La Historia como campo de batalla
¿Por qué cuando nos hablan de la Rus de Kiev es señal de que nos quieren robar la cartera?
Un problema intelectual muy, muy español consiste en forzar cualquier cuestión foránea a través del embudo mesetario para extraer conclusiones tan familiares como distorsionadas. Como resultado de esta enfermiza obsesión por lo ibérico –nivel Georgina– abundan estos días en el debate público toda clase de obtusas comparaciones de Rusia con España. Acompañadas, por supuesto, por la inevitable equiparación de Ucrania con Castilla, Cataluña e incluso Asturias, patria querida.
Llegados a la tercera semana de obscena brutalidad en Ucrania, la verdad es que cada vez se hace más cuesta arriba seguir admirando a Putin como un caballerazo cristiano. Sin embargo, esa insalvable distancia entre la babosa adulación iliberal y la terrible realidad no impide perpetrar falsas equivalencias, alentar el ‘nacionalismo’ con ‘z’, formular los más siniestros razonamientos geopolíticos o distorsionar la historia hasta llegar a un calimocho intragable
Si nos empeñamos en no salir de nuestra zona de confort ibérica, a lo mejor deberíamos empezar a pensar que Rusia es España y Ucrania, Portugal. Es decir, un mismo origen pero identidades nacionales separadas. Esto debería llevarnos a darnos cuenta de que cuando nos empiezan a hablar de la Rus de Kiev es señal de que nos quieren robar la cartera utilizando el pastiche histórico como señuelo. Se intenta justificar lo injustificable a partir de una medieval federación política eslava situada en lo que hoy es Bielorrusia, Ucrania y la parte más occidental de Rusia.
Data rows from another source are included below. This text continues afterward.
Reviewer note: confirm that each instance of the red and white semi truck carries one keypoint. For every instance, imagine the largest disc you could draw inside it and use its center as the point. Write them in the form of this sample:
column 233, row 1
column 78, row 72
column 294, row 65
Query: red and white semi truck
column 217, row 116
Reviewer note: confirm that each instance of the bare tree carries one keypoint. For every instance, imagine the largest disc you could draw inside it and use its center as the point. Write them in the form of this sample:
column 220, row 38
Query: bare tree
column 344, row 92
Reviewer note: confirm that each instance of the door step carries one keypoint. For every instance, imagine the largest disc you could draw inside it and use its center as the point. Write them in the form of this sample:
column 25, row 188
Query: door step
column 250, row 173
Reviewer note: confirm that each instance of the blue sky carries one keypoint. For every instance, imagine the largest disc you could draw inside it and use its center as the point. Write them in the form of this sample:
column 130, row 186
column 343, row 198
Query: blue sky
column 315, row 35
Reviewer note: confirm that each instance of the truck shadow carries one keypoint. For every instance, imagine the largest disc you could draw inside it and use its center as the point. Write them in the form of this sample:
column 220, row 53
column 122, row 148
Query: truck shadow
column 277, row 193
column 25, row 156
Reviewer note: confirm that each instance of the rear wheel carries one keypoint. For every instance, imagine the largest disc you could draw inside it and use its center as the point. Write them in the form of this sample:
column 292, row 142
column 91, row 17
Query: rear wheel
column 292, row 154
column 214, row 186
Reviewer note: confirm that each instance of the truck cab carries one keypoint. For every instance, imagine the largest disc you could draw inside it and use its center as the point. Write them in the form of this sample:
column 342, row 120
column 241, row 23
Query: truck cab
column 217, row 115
La realidad es que esta guerra de recolonización tiene oscuras raíces. Y por eso, no es suficiente con explicar la invasión de Ucrania como el último capítulo en la secular saga que enfrenta a la libertad contra la tiranía. Conviene pensar en otras obsesiones irredentistas de Putin basadas en el imperio, la etnicidad o el euroasianismo. Y prestar más atención al ‘Russkiy Mir’. Ese ‘mundo ruso’ que a tenor del excepcionalismo que irradia la lucecita del Kremlin no tiene fronteras. Al fin y al cabo, a quién no le va a gustar un imperio romano del siglo I.